An example. Let’s create an array of 1,000,000 integers, all of random values between 1 and 10000, and sort them in an ascending fashion using LINQ:
static void Main(string[] args)
{
// Anytime that you know the size of your list, specify
// it in the constructor. This enables much more efficient
// processor and memory usage
var myIntegers = new List<int>(1000000);
// Initialize RNG
var random = new Random();
// Populate the list with random numbers
for (int i = 0; i < 1000000; i++)
{
myIntegers.Add(random.Next(1, 10000));
}
var stopwatch = new Stopwatch();
stopwatch.Start();
// LINQ time, let's sort them
var result = myIntegers.OrderBy(i => i);
stopwatch.Stop();
Console.WriteLine("LINQ OrderBy Time: " + stopwatch.ElapsedMilliseconds + " ms");
Console.ReadKey();
}
And the output:
Note how little time it took to Order the results – only 0 ms! Seems a bit fishy that we sorted 1,000,000 integers in less than 1 millisecond, doesn’t it?

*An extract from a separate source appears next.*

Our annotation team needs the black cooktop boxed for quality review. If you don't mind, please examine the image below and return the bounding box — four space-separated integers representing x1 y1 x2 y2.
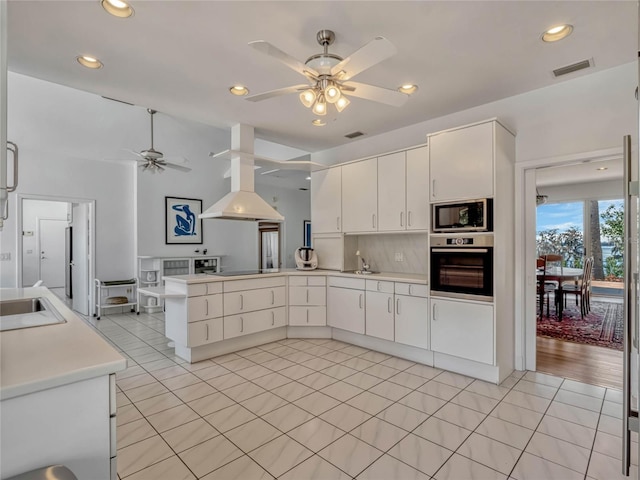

This is because our application didn’t actually sort them at all. Via the power of Deferred Execution, your .NET application is intelligent enough to know not to actually execute any LINQ queries until you NEED to. Note that since we never did anything with the result, the sort never actually happened.
What did happen, however, was the creation of a .NET object called an Expression Tree. An Expression Tree is used for “meta programming” – basically writing code that writes code. LINQ automatically generates an Expression Tree for your query – which it can build upon as you tag on additional queries – that isn’t executed until it needs to be executed. This allows you to do all of the neat things that LINQ supports like joins, selecting based on a particular class property or value, and so on. The generation of this Expression Tree is actually all that has happened so far in our application, and it took approximately 0 ms – cheap!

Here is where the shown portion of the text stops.